# Neck finish questions



## Overt1 (Aug 31, 2009)

I'm planning to get a tele and refinishing the neck. The back of it seems glossy so Im guessing it's polyurethane or something and the fretboard seems to be satin or something cause it's a really light blonde color. I want to refinish the back of the neck with tung oil and I want the fretboard to have a glossy feel and look. 

What can I use to strip the back of the next first? And do I need to use a filler on it after? And if I do, would a grain filler work? The neck is maple.

Does anyone know where I can get tung oil in Canada? 

And do I need to strip the fretboard of the satin too? I'm planning to polyurethane on it to give it that glossy characteristic


----------



## al3d (Oct 3, 2007)

To remove the finish you can simply sand it off gently. for the fretboard, use steelwhool and remove the finish. for the back start with say 240 and work it to 500 at least to get a nice smooth finish. 

When it's all done, i would recommend using the same finish all over the neck. tru-oil is the best i would say. easy to apply and will be VERY durable. and you can get it to come MIRROR glossy like any finish and it's tought like crazy. to find tru-oil go to any giun store or canadian tire. 8$ a bottle and you're done.. 

And since it's maple, no grain filler necessary.


----------



## Overt1 (Aug 31, 2009)

I was looking at tru-oil but it didn't seem as though any store in Canada carried any. I'm surprised Canadian Tire would. Their website doesn't show any but I'll give them a call along with gun stores.

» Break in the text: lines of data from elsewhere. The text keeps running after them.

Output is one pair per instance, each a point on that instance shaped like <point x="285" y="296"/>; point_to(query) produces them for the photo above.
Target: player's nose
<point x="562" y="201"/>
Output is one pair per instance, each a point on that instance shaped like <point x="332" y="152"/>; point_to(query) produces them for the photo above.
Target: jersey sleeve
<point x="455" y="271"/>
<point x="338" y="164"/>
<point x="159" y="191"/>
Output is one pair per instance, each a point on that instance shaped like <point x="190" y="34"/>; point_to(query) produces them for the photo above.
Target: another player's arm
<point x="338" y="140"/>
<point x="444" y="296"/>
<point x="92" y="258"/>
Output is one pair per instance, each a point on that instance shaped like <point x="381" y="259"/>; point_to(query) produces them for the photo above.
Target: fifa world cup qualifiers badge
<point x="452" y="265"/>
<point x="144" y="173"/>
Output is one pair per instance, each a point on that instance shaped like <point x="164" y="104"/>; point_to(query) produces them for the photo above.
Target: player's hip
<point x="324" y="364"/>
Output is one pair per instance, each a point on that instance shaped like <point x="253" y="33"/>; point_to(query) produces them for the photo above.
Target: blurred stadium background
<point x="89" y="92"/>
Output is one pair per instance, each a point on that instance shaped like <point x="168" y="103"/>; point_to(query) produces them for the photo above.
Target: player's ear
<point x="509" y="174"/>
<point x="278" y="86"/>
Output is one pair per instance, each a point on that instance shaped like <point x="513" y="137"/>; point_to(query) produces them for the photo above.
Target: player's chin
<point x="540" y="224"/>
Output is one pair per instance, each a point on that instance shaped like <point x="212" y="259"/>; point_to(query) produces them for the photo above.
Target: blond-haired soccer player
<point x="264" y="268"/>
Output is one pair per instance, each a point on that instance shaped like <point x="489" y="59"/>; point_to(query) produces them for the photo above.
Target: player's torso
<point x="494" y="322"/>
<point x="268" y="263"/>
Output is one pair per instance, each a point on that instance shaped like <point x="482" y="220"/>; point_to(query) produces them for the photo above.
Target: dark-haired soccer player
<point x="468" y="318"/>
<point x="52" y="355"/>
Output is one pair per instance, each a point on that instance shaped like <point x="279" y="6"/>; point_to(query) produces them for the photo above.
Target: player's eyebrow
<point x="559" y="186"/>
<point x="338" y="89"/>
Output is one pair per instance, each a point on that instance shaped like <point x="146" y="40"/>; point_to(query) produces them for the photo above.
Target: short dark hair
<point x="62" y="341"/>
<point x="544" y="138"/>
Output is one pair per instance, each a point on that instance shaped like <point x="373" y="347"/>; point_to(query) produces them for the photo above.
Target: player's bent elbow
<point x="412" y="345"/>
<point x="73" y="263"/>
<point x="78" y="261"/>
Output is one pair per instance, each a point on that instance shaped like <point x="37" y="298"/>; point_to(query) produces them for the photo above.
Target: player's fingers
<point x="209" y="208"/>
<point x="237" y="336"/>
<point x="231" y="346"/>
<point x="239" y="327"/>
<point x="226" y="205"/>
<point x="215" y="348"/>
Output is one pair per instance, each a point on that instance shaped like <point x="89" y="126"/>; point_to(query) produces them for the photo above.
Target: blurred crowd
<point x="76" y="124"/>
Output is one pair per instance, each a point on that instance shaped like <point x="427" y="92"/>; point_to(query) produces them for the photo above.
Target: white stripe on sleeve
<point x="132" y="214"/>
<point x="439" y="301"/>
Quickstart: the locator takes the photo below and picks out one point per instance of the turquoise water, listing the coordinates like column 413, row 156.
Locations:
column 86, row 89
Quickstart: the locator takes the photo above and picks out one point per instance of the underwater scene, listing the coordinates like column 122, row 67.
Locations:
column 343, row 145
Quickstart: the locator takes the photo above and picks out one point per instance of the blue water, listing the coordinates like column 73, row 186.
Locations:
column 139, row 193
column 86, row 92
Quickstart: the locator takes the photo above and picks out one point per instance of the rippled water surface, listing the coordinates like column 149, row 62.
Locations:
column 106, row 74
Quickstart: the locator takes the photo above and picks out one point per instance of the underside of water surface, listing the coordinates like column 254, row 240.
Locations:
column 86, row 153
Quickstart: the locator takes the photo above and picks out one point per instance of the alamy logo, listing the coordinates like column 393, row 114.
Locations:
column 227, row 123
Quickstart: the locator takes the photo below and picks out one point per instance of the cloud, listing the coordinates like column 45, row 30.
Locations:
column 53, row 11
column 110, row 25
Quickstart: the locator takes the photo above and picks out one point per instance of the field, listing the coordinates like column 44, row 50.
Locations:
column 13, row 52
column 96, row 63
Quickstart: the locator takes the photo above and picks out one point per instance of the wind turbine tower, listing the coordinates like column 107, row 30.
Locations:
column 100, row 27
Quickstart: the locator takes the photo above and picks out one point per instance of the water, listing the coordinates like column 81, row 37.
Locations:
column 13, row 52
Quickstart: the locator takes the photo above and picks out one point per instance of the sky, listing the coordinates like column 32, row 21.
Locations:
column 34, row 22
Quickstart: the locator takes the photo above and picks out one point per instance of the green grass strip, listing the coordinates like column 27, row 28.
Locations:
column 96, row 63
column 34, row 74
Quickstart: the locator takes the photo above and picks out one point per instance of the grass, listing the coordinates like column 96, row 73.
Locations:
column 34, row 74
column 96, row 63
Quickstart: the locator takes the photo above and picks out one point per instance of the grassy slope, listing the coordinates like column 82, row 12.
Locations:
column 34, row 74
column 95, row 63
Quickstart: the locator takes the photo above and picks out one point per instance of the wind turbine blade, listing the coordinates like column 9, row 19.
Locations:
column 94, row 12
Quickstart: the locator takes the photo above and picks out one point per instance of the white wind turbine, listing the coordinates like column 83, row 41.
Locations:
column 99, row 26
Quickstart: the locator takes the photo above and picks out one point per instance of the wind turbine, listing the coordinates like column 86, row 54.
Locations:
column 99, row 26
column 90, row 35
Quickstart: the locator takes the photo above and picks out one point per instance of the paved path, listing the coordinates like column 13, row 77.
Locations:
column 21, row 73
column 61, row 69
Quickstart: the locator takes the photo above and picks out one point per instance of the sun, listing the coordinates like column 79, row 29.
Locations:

When I use it on the fretboard, do I coat the frets too and just steel wool the frets afterwards?


----------



## al3d (Oct 3, 2007)

Yes you can do the frets as well..no worries, it does'nt stick well to metal so when you steelwhool it, it will remoce it easily. AND the nice thing about tru-oil, is you can die it easily for a nice amber finish..


----------



## kjak117 (Jan 3, 2010)

what do you use to tint the tru oil?


----------



## al3d (Oct 3, 2007)

kjak117 said:


> what do you use to tint the tru oil?


I have a selecttion of dies i got from Jeff here

http://www.woodessence.com/ColorFX-Dye-Concentrates-C12.aspx


----------